Homework revisited: A year after Marion County School Superintendent Heidi Maier ended homework for students, the school board will consider a policy that allows elementary school teachers to assign it again. Maier and other administrators conceded last week in a workshop session that some homework is necessary. But they don’t want it to get excessive. “It needs to be meaningful and engaging,” says deputy superintendent Jonathan Grantham, not just busy work. Ocala Star-Banner.
Anti-test movement: The once vibrant movement to slow or eliminate high-stakes standardized testing as a tool for measuring student progress has slowed significantly, according to many in the field. “I think it is much quieter, whether that’s because (Every Student Succeeds Act) plans (are mostly approved) and federal law is not going to be opened up for awhile,” says Patricia Levesque, chief executive officer of Foundation for Excellence in Education, a think tank started by former Florida Gov. Jeb Bush. But she doesn’t think the debate is dead. “A lot of things are cyclical,” she says. “That’s just the way that policy is.” Many states are still tweaking details. Levesque’s group, for instance, is urging states to push testing to later in the school year. Education Week.

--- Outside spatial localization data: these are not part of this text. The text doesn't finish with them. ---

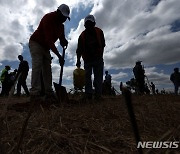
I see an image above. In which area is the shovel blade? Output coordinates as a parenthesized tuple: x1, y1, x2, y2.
(53, 82, 69, 103)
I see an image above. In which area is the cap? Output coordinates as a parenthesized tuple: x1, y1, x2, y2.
(84, 15, 95, 23)
(58, 4, 70, 20)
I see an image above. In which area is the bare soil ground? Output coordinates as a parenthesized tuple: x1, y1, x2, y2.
(0, 94, 180, 154)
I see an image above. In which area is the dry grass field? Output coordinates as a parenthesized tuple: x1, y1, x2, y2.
(0, 94, 180, 154)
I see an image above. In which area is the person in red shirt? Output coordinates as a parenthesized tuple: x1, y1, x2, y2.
(29, 4, 70, 102)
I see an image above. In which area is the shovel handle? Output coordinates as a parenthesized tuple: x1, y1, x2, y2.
(59, 47, 66, 86)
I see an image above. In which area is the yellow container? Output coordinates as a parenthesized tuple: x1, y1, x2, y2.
(73, 67, 85, 89)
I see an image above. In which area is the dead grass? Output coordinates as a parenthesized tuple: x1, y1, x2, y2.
(0, 94, 180, 154)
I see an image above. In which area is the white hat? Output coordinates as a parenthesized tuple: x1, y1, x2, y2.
(84, 15, 95, 23)
(58, 4, 70, 20)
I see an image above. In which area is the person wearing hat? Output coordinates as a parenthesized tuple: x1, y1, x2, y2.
(0, 65, 11, 96)
(76, 15, 106, 100)
(29, 4, 70, 102)
(170, 68, 180, 95)
(133, 61, 145, 94)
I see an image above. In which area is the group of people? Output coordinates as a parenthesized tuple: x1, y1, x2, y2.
(1, 4, 179, 101)
(132, 60, 180, 95)
(0, 3, 108, 101)
(28, 4, 106, 102)
(0, 55, 29, 97)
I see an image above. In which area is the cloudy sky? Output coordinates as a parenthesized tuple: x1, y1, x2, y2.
(0, 0, 180, 93)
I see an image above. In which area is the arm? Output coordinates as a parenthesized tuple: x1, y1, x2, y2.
(76, 35, 83, 67)
(59, 25, 68, 48)
(101, 30, 106, 49)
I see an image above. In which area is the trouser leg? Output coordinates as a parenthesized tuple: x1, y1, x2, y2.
(174, 84, 178, 95)
(93, 60, 104, 96)
(22, 78, 29, 95)
(42, 51, 53, 95)
(84, 63, 93, 94)
(16, 80, 21, 95)
(29, 40, 44, 96)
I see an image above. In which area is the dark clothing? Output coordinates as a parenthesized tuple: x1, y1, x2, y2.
(76, 26, 105, 97)
(105, 74, 111, 86)
(16, 60, 29, 96)
(84, 59, 104, 95)
(104, 74, 112, 95)
(170, 71, 180, 95)
(18, 60, 29, 73)
(29, 11, 67, 96)
(133, 64, 145, 79)
(76, 27, 105, 62)
(0, 68, 10, 96)
(133, 64, 145, 93)
(17, 72, 29, 96)
(30, 11, 66, 54)
(151, 83, 156, 94)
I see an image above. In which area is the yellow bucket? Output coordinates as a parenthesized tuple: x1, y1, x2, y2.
(73, 67, 85, 89)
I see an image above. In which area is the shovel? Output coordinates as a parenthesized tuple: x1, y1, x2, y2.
(53, 47, 68, 103)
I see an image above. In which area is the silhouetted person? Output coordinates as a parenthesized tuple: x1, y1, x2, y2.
(156, 89, 159, 94)
(150, 82, 156, 94)
(111, 86, 116, 96)
(144, 83, 150, 94)
(161, 88, 166, 94)
(76, 15, 105, 100)
(16, 55, 29, 96)
(104, 71, 112, 95)
(133, 61, 145, 94)
(29, 4, 70, 102)
(8, 69, 18, 93)
(105, 71, 112, 86)
(170, 67, 180, 95)
(0, 65, 11, 96)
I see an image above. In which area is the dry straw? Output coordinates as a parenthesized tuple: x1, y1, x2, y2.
(0, 94, 180, 154)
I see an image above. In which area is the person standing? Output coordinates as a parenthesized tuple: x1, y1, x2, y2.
(104, 71, 112, 95)
(0, 66, 11, 96)
(29, 4, 70, 102)
(133, 61, 145, 94)
(170, 68, 180, 95)
(76, 15, 106, 100)
(16, 55, 29, 96)
(150, 82, 156, 95)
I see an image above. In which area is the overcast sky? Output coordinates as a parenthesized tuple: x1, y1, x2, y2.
(0, 0, 180, 93)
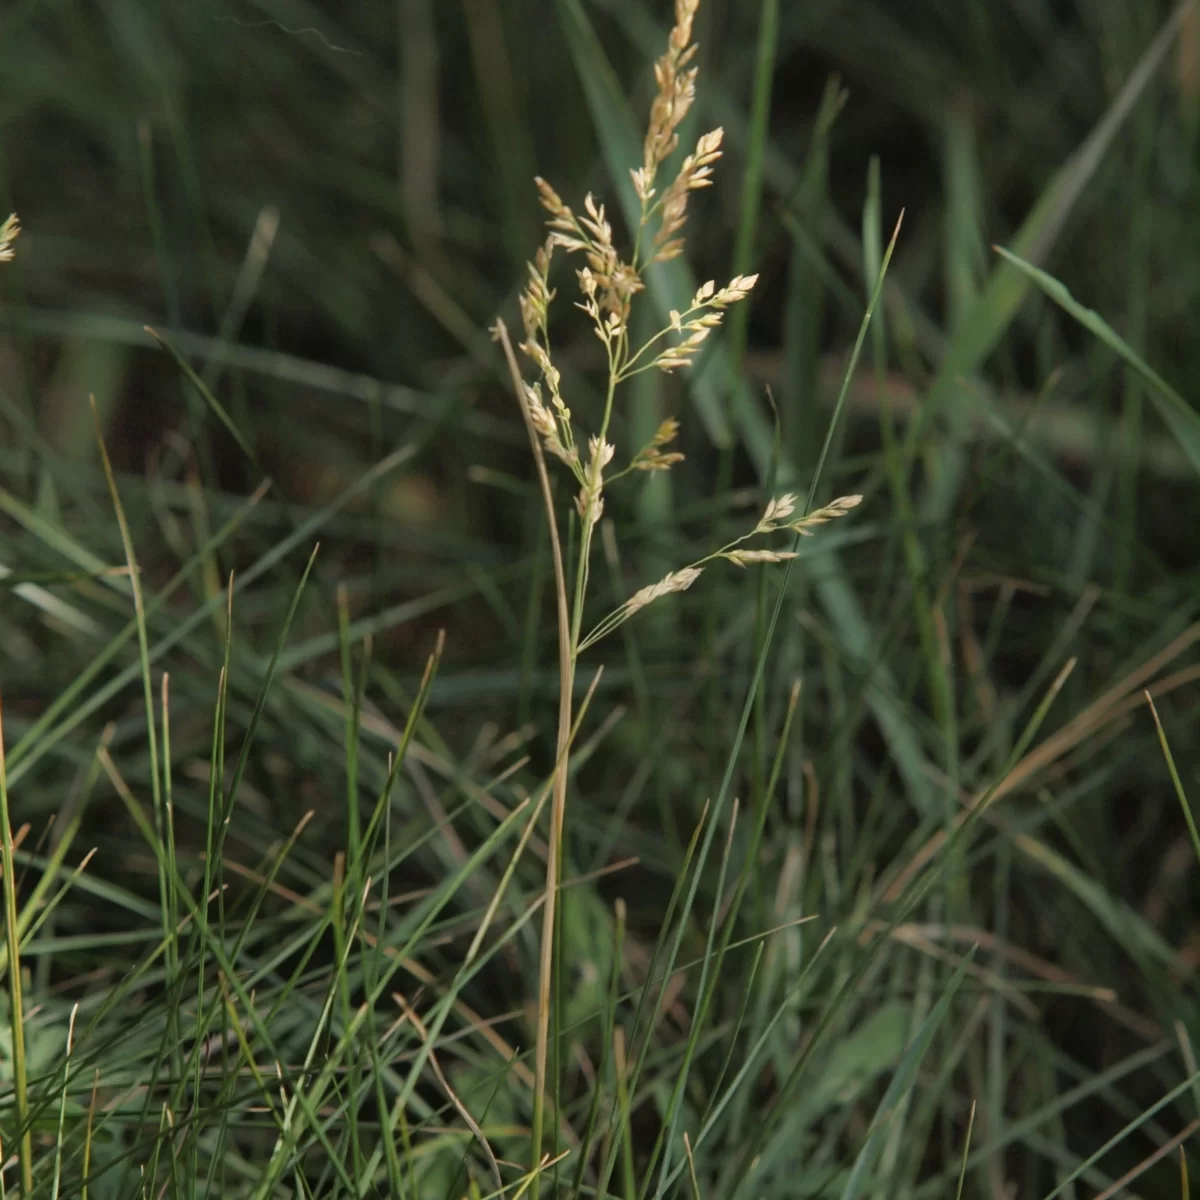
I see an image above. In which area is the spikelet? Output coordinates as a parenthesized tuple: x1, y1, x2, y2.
(575, 436, 615, 528)
(708, 274, 759, 307)
(650, 274, 760, 372)
(625, 565, 703, 614)
(653, 326, 713, 373)
(653, 128, 723, 262)
(756, 493, 798, 532)
(722, 549, 799, 568)
(523, 382, 577, 468)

School security: Metal detectors will be used at Marjory Stoneman Douglas High School this fall, but the school district will no longer require students to have clear backpacks. Sun-Sentinel. The 20 new armed guardians for the Manatee County School District met Monday for their first day of training. More than 270 people applied for the jobs. The district chose armed guardians over sworn school resource officers because of the costs. “Let’s not rush to judgment right now,” says Pat Bartholomew, the director of safety and security for the district. “We had a very solid vetting process, a selection process, so let the training speak for itself.” Bradenton Herald.